In 2012, we have reported the first microprocessors processed directly on plastic films with organic TFTs 10 and subsequently with hybrid organic-oxide technology on plastic-film compatible process temperatures 11. Flexible microprocessors were first produced by a poly-silicon thin-film transistor (TFT) transfer technology onto plastic film 7, 8, 9. Hence to accelerate Wight's Law evolution, industry needs a way to tie all these applications together to maximize the learning from cumulative production.īy its generic nature, a microprocessor offers the possibility to do just this. However the Internet of Things covers thousands of different device types. Moreover, as large-area printed electronics has limited scope for the transistor scaling, that drives Moore's Law, we can expect that Wright's Law will govern cost evolution in this field. Wright's Law has been found to be slightly more successful at predicting cost evolution than Moore's Law for a range of technologies 6.
THIN FILM TRANSISTOR HOW TO
In other words, the more of a product we have made, the more we know about how to make the product efficiently and hence cheaply. Arising from the aeronautical industry in the 1930s, Wright's Law 5 postulates that the cost of manufacturing a product falls at a rate that depends on cumulative production. However, Moore's Law isn't the only mathematical relationship for describing technology cost evolution. Hence, Moore's Law can also be formulated as “the cost of a unit of computing power falls exponentially over time.” Today, this famous prediction is usually stated as “the number of transistors on a single chip approximately doubles every two years.” Moore's original argument was economic rather than technological, based on the transistor density that enabled the minimum cost per transistor. In the traditional silicon-based semiconductor industry, technology cost evolution has been successfully described by Moore's Law 4 for over five decades. They need to be manufactured in high volumes to become affordably priced, but they need to be affordably priced to be sold in high volumes. However, large-area electronics and the Internet of Things devices are currently just emerging and are stuck in the classic ‘chicken-and-egg’ situation of new technologies. This reduces the cost and simplifies integration into everyday objects. Large-area printing techniques are an attractive option for manufacturing these electronics as they allow circuits to be produced in very high volumes on very thin, flexible plastic substrates. This vision involves embedding electronic intelligence into billions of every day objects. The Internet of Things 1, 2, 3 has the potential to transform our daily lives, reduce global energy consumption and cut waste.
THIN FILM TRANSISTOR CODE
An instruction set of 16 code lines, each line providing a 9 bit instruction, is defined by means of inkjet printing of conductive silver inks. It operates at 6.5 V and reaches clock frequencies up to 2.1 kHz. The processor combines organic p-type and soluble oxide n-type thin-film transistors in a new flavor of the familiar complementary transistor technology with the potential to be manufactured on a very thin polyimide film, enabling low-cost flexible electronics.

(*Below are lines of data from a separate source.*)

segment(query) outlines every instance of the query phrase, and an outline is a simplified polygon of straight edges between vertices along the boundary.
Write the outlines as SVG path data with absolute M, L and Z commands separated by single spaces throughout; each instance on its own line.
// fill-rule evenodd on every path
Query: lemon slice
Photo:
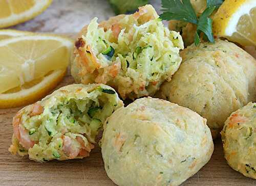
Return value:
M 40 14 L 52 0 L 0 1 L 0 28 L 23 22 Z
M 0 41 L 0 108 L 32 102 L 62 78 L 73 41 L 28 35 Z
M 256 1 L 225 0 L 214 17 L 214 34 L 256 46 Z
M 0 40 L 11 37 L 32 34 L 34 34 L 30 32 L 19 31 L 12 29 L 3 29 L 0 30 Z
M 0 109 L 23 106 L 44 97 L 63 79 L 64 70 L 55 70 L 45 76 L 0 94 Z

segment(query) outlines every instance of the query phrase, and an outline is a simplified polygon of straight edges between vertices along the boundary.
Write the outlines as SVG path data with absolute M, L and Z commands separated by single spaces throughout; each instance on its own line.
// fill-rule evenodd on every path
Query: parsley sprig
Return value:
M 209 41 L 214 43 L 212 19 L 209 17 L 223 2 L 223 0 L 207 0 L 206 9 L 198 18 L 190 0 L 162 0 L 163 13 L 160 15 L 160 17 L 163 20 L 177 20 L 196 24 L 194 41 L 197 46 L 200 43 L 199 36 L 202 33 Z

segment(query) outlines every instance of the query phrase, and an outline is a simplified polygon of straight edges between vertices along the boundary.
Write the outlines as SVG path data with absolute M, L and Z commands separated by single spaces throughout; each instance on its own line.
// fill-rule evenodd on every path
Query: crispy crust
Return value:
M 221 131 L 225 158 L 245 176 L 256 179 L 256 103 L 232 113 Z
M 207 120 L 213 138 L 233 112 L 256 99 L 256 60 L 227 41 L 188 46 L 170 82 L 158 97 L 197 112 Z
M 108 175 L 119 185 L 178 185 L 212 153 L 206 120 L 169 101 L 138 99 L 107 121 L 101 152 Z

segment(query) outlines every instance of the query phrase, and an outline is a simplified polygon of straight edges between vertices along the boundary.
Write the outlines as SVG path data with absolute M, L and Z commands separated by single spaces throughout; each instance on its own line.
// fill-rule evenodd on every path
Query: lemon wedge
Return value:
M 18 37 L 32 34 L 34 34 L 34 33 L 30 32 L 19 31 L 16 30 L 3 29 L 0 30 L 0 40 L 14 37 Z
M 0 28 L 12 26 L 36 16 L 52 0 L 0 1 Z
M 215 35 L 243 46 L 256 46 L 255 0 L 225 0 L 213 19 Z
M 0 108 L 33 102 L 53 89 L 65 74 L 73 44 L 51 35 L 0 40 Z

THIN FILM TRANSISTOR GENERATOR
We present an 8-bit thin-film microprocessor with a write-once, read-many (WORM) instruction generator that can be programmed after manufacture via inkjet printing. This implies that a generic electronic device that can be tailored for application-specific requirements during downstream integration would be a cornerstone in the development of the Internet of Things. We believe the future evolution of this technology will be governed by Wright's Law, which was first proposed in 1936 and states that the cost of a product decreases with cumulative production.
This requires seamless integration of relatively simple electronics, for example through ‘stick-on’ electronics labels. The Internet of Things is driving extensive efforts to develop intelligent everyday objects.